Und wieder. Jetzt geht ein Stromstoß durch deinen Körper. Geht vom Bein aus und elektrisiert dich ganz. Ein Kribbeln. Kein Zweifel mehr. Der Fährtenmann berührt dein Bein. Unendlich leicht. Unendlich sanft. Kaum spürbar. Ein Finger, nur. Berührt… und bleibt. Und beginnt zu streichen. Auf und ab. Mit aller Vorsicht. Er streichelt dein Bein. Langsam. Zärtlich. Auf und ab. Behutsam. Liebevoll. Auf… zum Knie, zum Rocksaum. Und ab… zur Wade.

Du rührst dich nicht. Deine Lider zucken, im Herzklopftakt. Menschen sitzen, stehen, atmen noch immer dicht an dicht. Niemand beachtet euch. Zeitungsverborgen ein Auf und Ab. Du entspannst dich. Du löst dich. Vom Scharrenden und Schniefenden, vom euch Umgebenden. Schau ihn nicht an, denkst du. Schau ihn nur nicht an. Du schließt die Augen. Schließt Augen und genießt. Bahn rattert.

… muss was Wunderbares sein, von mir geliebt zu werden / Du bist für immer mein, auf dieser schönen Erde / Mit mir tanzt sich’s schön durch’s Leben, es kann wohl nichts schön’res geben / Es muss was –

Unvermittelt zieht sich die Hand zurück. Dein Kopf fährt hoch. Enttäuscht. Unzufrieden. Weiter streicheln, quengelt eine Stimme in deinem Kopf, kindlich und trotzig. – Kindlich und trotzig? Verwirrt schüttelst du das Stimmchen ab.

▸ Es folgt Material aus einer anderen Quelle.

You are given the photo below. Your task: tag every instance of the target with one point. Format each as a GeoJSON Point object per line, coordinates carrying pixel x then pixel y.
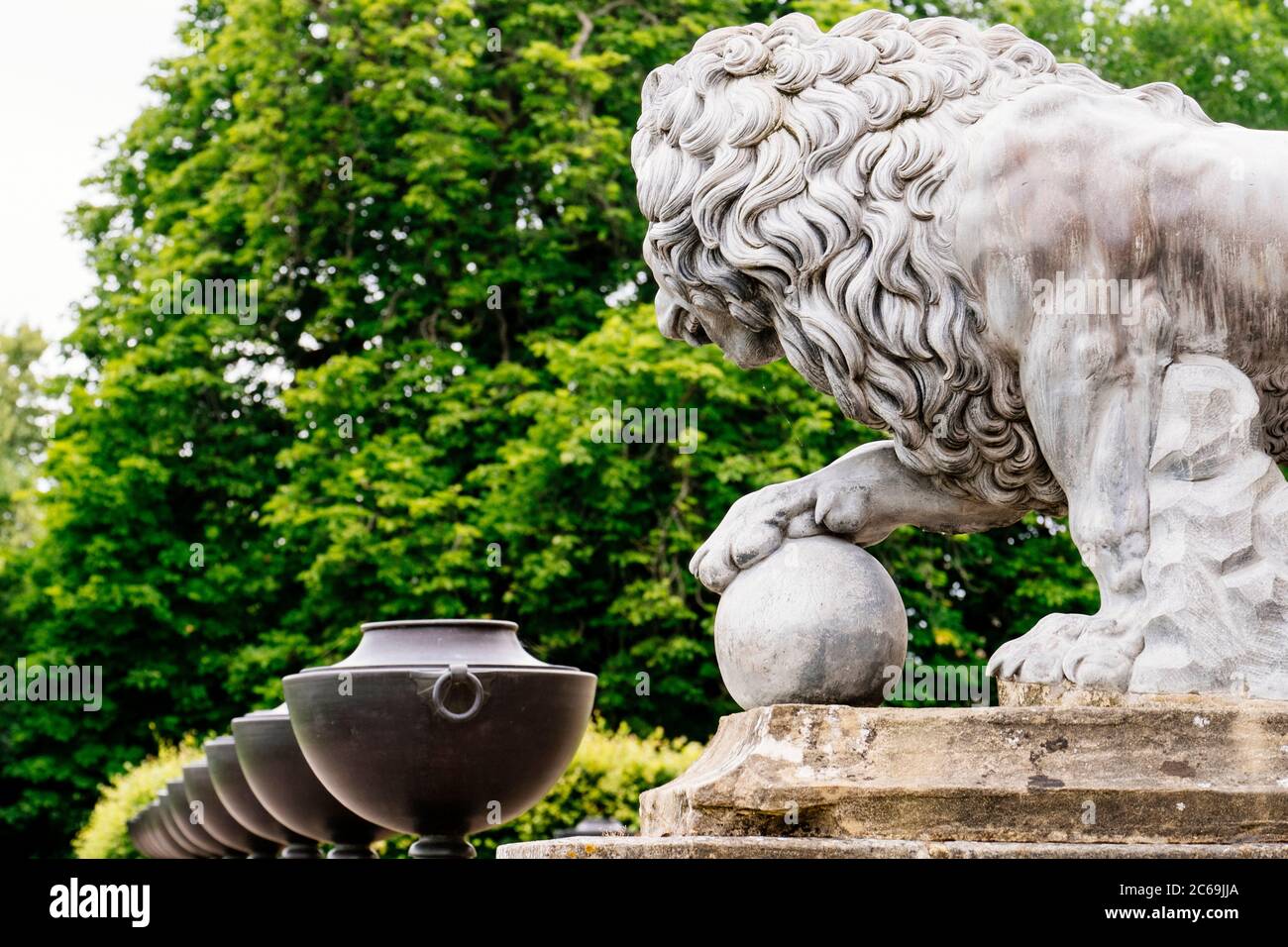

Vor dir Geraschel. Es wird umgeblättert. Umblättern… Ausbreiten… Gleich darauf ist die Hand wieder da. Du sinkst zurück. Erleichtert. Wohlig. Umgebung löst sich auf. Station um Station. Und auch Musik zerfällt.

Romantische Stunden… Bisswunden / … Höllenritt… zu dritt / … Liebe kund… Ball im Mund /… muss was Wunderbares…

Wieder wird das Streicheln unterbrochen. Als die Hand nicht zurückkehrt, blickst du auf. Ein Handschuh ist dir vom Schoß gerutscht. Der Fährtenmann faltet die Zeitung zusammen und bückt sich. Mit einem leichten Kopfnicken überreicht er dir den Handschuh. Ruhig. Gelassen. Souverän. Du zwingst dich ihn anzusehen. Mit glühenden Wangen. Du bedankst dich. „Danke“, bedankst du dich. Deine Zunge schwer. „Bitte“, erwidert er. Die Stimme ruhig. Galant. Doch im Blick Feuer. Ein Funkeln. Ein Glühen. Fessel-Blick. Dann: Umblättern. Ausbreiten. Hand wieder da.

…muss was Wunderbares… Wunder… bares… Wun…

Nächster Halt, deine Station. Mit Knien, so weich, stehst du auf. Und wenn er mit mir aussteigt? denkst du. Wenn er mir hinterher…? – „Wiedersehen“, sagst du. Und hoffst, dass es stimmt. Wieder-sehen, irgendwann. Und er: „Ciao.“ Dunkel. Tief.

Und dann stehst du auf dem Bahnsteig, wie betäubt. Benommen, verschwommen. Lichter und Wunder im Tunnel fort. Fährte fort. Und du willst wieder-sehen, und wirst du auch. Wirst wieder gesehen werden von grau meliertem Mann mit Pfeifenrauch, mit Pfeifentabakrauch um sich herum wie in Wunderland, wie Absolem, lehrend und rauchend Rat teilend in Wunderland. Nur wunder. Und ohne Land.